Elle n’en avait parlé à personne. Pas même à sa mère, à Philadelphie. C’était un secret qu’elle était déterminée à emporter dans la tombe, quitte à affronter le jugement plus tard. Mais apparemment l’heure du jugement était arrivée.
— Elle a avorté, Steeeve, continua Sqweegel. Mais tu le savais déjà, n’est-ce pas ? Même que tu lui as proposé un chèque… C’était le… Voilà… le numéro 1183, pour payer la petite manipulation. Mais elle l’a déchiré et jeté, et n’importe qui a pu le trouver. Enfin, quelqu’un qui avait du Scotch et beaucoup de patience.
Constance se rappela son geste. Sur le moment, l’indifférence froide de Dark l’avait ulcérée. Mais elle s’en était remise, et elle avait tourné la page.
Elle ne pouvait pas voir la tête de Dark en cet instant, mais elle se demanda comment il réagissait.
— Ah, ne regrette rien, continua Sqweegel. Constance voulait garder le secret. Elle refusait que tu aies des ennuis. Tu sais, un petit être qui court à ta recherche et qui vient quémander ton affection ? Ce serait très embêtant pour toi, n’est-ce pas, Steve ?
Constance entendit la voix de Dark résonner dans l’antre de Sqweegel. Avec une telle violence qu’elle en était distordue.
— Ta gueule !
— Que je meure si je mens, dit Sqweegel. Je me couperai la langue à la racine, et devant la caméra. J’accepterai le châtiment pour mon péché. Je ne pourrai plus jamais mentir. Mais je ne mens pas, n’est-ce pas, Dark ?

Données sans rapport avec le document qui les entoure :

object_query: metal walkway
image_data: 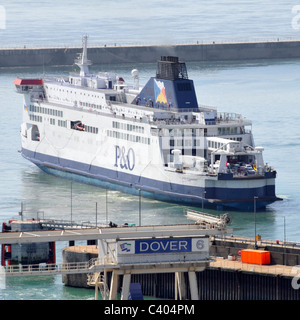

C’était un dément qui racontait des mensonges. Rien de plus. Sibby essaya de faire la sourde oreille et de se concentrer sur le bébé. Tout ce qui comptait, c’était que leur petite fille sorte indemne de cet enfer. Le reste n’avait aucune importance, ni pour elle ni pour Steve.
Mais ses paroles s’étaient tout de même insinuées dans son esprit.
« … Tu as fourré ta queue dans Constance Brielle… »
« Elle a avorté, Steeeve… »
Et elle pensa au soir où elle avait annoncé la nouvelle de sa grossesse à Steve, en marchant sur des œufs. Quand elle avait vu son regard étinceler de bonheur, elle avait compris que tout irait bien désormais.
« C’est fantastique », avait-il répondu.
— Sibby, j’ai essayé de t’en parler, disait-il en cet instant.
Puis la voix de Constance :
— C’était ma faute, Sibby. Il n’y a eu qu’une seule nuit. Je sais que c’est nul. J’ai avorté parce que je ne voulais pas bousiller votre vie. J’assume entièrement ma responsabilité.
Et de nouveau Steve :
— Moi aussi. J’ai essayé de te le dire.
— Fermez-la ! Fermez-la, tous ! Contentez-vous de sauver mon bébé de ce cauchemar, hurla Sibby.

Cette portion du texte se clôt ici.